Chief Paulsgrove has a solid plan, timeline, and a budget which has been presented to council. Our council buys into that plan and quite simply needs to make sure that we stick to it. Council has to control spending across the board so that we make sure we are able to fully fund the fire department so that they can reduce response times to fires and medical emergencies across the city. 

Q: If the city budget gets tight, would you prioritize public safety budgets or cut them at the same rate as other departments?

I don’t believe that across the board budget cuts are the right way to handle tight economic times. Budgeting is about prioritization. Public safety is priority one and job one when it comes to municipal government. Budget cuts to essential services like public safety have to be minimized and only used as a last resort in very desperate situations which I hope our city is not challenged with any time soon.

Q: Can we count on your support for the funding of an additional ambulance and multiple full-time employees in FY 2017-2018 for Station 4 on Sherman Drive and Kings Row?

Absolutely and without a doubt! This station is located in the heart of District 2 and serves much of District 2. And I would like to thank Chief Paulsgrove, his staff, and the team from Station 4 for presenting the plan for Station 4 to the packed room of citizens during one my District 2 Conversations at the North Branch Library over a year ago. I feel that Chief Paulsgrove has done a good job of educating council on the importance of lowering response times to both fires and medical emergencies. Right now medical emergencies in much of District 2 are covered by an ambulance from one of two other stations from other parts of town. That is hurdle to an acceptable response time for someone experiencing a life-threatening emergency. We simply can’t have the new Station 4 up and running and with a medical unit soon enough.

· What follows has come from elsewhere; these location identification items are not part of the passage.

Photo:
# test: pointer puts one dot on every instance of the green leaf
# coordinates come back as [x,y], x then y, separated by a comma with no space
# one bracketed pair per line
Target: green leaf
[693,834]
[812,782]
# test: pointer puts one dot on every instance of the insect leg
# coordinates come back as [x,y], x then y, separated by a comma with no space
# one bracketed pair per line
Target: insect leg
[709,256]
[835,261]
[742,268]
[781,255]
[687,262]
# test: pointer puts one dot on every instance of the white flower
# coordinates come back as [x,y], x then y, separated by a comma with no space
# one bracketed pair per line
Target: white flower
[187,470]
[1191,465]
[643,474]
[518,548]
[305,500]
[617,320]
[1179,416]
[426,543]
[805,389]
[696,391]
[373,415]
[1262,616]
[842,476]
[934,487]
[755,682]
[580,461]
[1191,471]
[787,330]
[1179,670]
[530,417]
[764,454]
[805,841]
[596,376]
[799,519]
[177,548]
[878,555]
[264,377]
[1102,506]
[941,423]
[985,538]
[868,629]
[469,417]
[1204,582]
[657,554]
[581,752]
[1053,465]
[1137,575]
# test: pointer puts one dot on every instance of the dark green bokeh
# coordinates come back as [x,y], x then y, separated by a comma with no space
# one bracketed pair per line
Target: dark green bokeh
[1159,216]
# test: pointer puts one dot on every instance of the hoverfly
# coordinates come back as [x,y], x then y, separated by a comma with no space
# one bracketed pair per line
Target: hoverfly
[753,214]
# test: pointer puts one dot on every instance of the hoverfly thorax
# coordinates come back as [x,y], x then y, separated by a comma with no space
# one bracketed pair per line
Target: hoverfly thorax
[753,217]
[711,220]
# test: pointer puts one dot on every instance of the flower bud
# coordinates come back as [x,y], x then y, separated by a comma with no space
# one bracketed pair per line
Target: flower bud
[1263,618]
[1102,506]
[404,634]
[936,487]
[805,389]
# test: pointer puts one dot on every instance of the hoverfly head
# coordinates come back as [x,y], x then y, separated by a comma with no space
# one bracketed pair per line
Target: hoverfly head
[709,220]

Written Questions from the Audience: 

Q: What type of incentives would you be interested in using to bring businesses to Denton?

I think the most important thing about incentives is that there has to be a pre-set policy in place to guide us on their use. Such a policy provides staff with rules of the road and keeps council from making ad hoc decisions about incentives. We happen to have such a tool in the Denton Economic Development Policy (review it HERE). But it was my early experience on council that the policy was not the foundation of council conversations regarding incentives. My personal belief is that incentives should be used sparingly, should be targeted and aligned with an overarching strategic plan, strongly negotiated, and provide the city with the power to claw back the incentive if certain predetermined performance metrics specific to the project are not met.

Q: In the past there have been many closed sessions. Have you been satisfied with the amount?

In the past there were far too many closed sessions. Excessive closed sessions erode the public’s trust in their local government. When I first joined council it felt as though we spent more time in closed sessions than we did in open sessions. And those closed sessions were filled with assistant city managers, department directors, junior department directors, and managers. There is a proper time and reason to have a closed session. I am happy to have our new city manager on board and even happier to see that he too believes that the use of closed sessions should be kept minimal, and that they should be attended by only council and staff immediately pertinent to the topic. The difference over the past few months is noticeable to anyone who follows our city council. As of right now this issue is fixed. There is a night a day difference in how closed sessions are conducted and how often they are conducted.  

Q: What do you consider to be a conflict of interest?

If you, your family, your friends, or business partners directly benefit financially from a decision you make as an elected official it is a conflict of interest. If a decision that you make will negatively impact a competitor of you, your friends, or business partners you have a conflict of interest. If you have to ask for a legal opinion to determine whether or not there is a conflict of interest it is probably best to go ahead and remove yourself from the discussion so as not to erode public trust in our local government.